Housing instability, however, isn't always forgiving to high schoolers. Nationwide, even one move during adolescence significantly reduces a student's likelihood of graduating high school, as Molly Metzger, an assistant professor at Washington University's Brown School, concluded in a 2015 study.

Years ago, Waller and her three oldest received a voucher after a time she describes as being "completely homeless." Since then, Waller and her kids have experienced four periods of homelessness while transitioning between units with a voucher. The longest stint was three months, while Waller was pregnant with her sixth child.

Vouchers significantly reduce hardships such as housing instability, food insecurity and child separations for homeless families. Still, the St. Louis Housing Authority says it is common for there to be a gap between leases, although there is limited data on the extent of the problem. Lovell says that is because around 100 families are moving each month and application packets are often turned in close to the end of a lease. (Sometimes the housing authority is able to negotiate a lease extension to limit any gap in housing.)

In Waller's new house, the kids have picked out their rooms. "Mom said all the boys on the top floor, but my sister, she trying to get up there," one boy says.

Waller feels optimistic about her new landlord. "I like him way better than Cooper 'cause as soon as I called him to come out, he stuck to his word," she says.

"I like the new place," John says. "But I really wish we would have stayed in south city 'cause that's where I have been growing up my whole entire life. The only way I know my way around is the south. The north, west and the east, man, if you take me to one of those streets, I don't know where to go.

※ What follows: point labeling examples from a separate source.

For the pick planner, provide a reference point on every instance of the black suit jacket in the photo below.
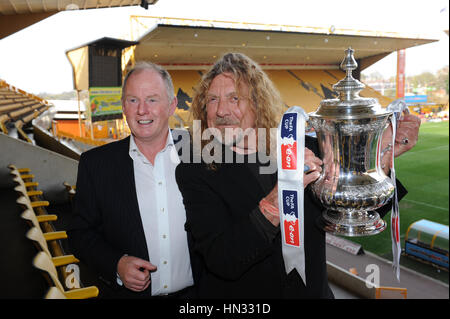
(235, 254)
(106, 222)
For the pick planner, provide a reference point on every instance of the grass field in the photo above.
(424, 172)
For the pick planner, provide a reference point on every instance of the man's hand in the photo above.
(135, 272)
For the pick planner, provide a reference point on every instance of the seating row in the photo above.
(50, 258)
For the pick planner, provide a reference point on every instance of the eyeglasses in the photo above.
(231, 99)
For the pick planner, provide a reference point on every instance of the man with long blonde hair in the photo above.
(232, 215)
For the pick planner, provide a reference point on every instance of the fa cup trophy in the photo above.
(352, 184)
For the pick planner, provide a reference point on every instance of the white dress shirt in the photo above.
(163, 217)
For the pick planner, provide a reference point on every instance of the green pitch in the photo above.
(424, 172)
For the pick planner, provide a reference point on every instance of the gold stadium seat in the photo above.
(35, 234)
(28, 185)
(43, 262)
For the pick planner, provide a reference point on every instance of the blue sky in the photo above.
(34, 59)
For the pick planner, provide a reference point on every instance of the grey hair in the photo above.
(165, 76)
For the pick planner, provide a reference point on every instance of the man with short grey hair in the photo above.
(129, 215)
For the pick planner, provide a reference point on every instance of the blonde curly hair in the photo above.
(266, 100)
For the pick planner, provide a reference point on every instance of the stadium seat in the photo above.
(35, 234)
(55, 293)
(43, 262)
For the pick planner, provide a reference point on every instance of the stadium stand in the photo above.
(56, 266)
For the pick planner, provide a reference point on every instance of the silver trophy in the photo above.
(352, 184)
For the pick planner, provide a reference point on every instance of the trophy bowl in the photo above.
(352, 184)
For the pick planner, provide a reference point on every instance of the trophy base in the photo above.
(353, 224)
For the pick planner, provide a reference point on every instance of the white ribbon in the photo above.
(396, 107)
(290, 161)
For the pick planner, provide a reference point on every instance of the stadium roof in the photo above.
(18, 14)
(196, 44)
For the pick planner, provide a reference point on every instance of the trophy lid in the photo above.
(349, 104)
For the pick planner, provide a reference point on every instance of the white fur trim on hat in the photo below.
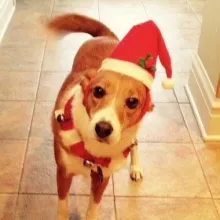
(128, 69)
(168, 83)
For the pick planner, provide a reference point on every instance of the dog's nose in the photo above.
(103, 129)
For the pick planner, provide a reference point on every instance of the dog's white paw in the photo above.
(136, 173)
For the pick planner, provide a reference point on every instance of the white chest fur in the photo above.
(75, 165)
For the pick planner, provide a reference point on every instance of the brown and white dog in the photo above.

"I just got to start over. That's all it is," he continues. He was hoping to stay at Roosevelt High School, but his mom says he'll go to nearby Soldan instead.

"We heard people talk about the 'Wicked West,'" he says. "The other day there was a shootout nearby." He notes the new house's closeness to the store and several schools, making the point that his siblings can stay tight.

"I watch out for people," he says. "But my little brother — he can't just stay in the house. He's easily distracted — so he hangs in the yard."

Waller points down the street, counting three vacant houses on their new block. Neighbors have already come over to introduce themselves. She likes the new area.

"I like to stay quiet. The older people — like where I am at now — that's my type of party."